The US claims to be the greatest success story of the modern world - a nation fashioned from an incredibly disparate population who, with little in common apart from a desire to choose their own paths to wealth or heaven, rallied around the ennobling ideals of the Constitution and the Declaration of Independence to forge the richest, most inventive and most powerful country on earth.
Despite polemicists who justly cite the destruction of Native American cultures, racism and imperialism at the top of a long list of wrongdoings, half the world remains in love with the idea of America. This is, after all, the country that introduced the world to the right to the pursuit of happiness, free speech, electric light, airplanes, assembly-line automobiles, the space shuttle, computers, blues, jazz, rock & roll and movies that climax at the high-school prom.
On a short trip, it can be hard work dismantling your preconceptions.
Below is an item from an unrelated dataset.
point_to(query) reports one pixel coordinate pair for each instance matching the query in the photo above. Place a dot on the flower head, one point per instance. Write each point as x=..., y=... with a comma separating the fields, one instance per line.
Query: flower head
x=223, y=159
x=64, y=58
So much of the country has been filmed, photographed, painted and written about that you need to peel back layers of representation to stop it from looking like a stage setting. This worldwide representation can make the country seem strangely familiar when you first encounter novelties like 24-hour shopping, bottomless cups of coffee, 'Have a nice day,' drive-thru banks, TV evangelists, cheap gasoline and newspapers tossed onto lawns. But you'd be foolish to read too much into this surface familiarity, since you only have to watch Oprah for half an hour to realize that the rituals and currents of American life are as complex, seductive and bewildering as the most alien of cultures.
Come prepared to explore the USA's unique brand of 'foreignness' rather than stay in the comfort zone of the familiar. You'll discover several of the world's most exciting cities, some truly mind-blowing landscapes, a strong sense of regionalism, a trenchant mythology, more history than the country gives itself credit for and, arguably, some of the most approachable natives in the world.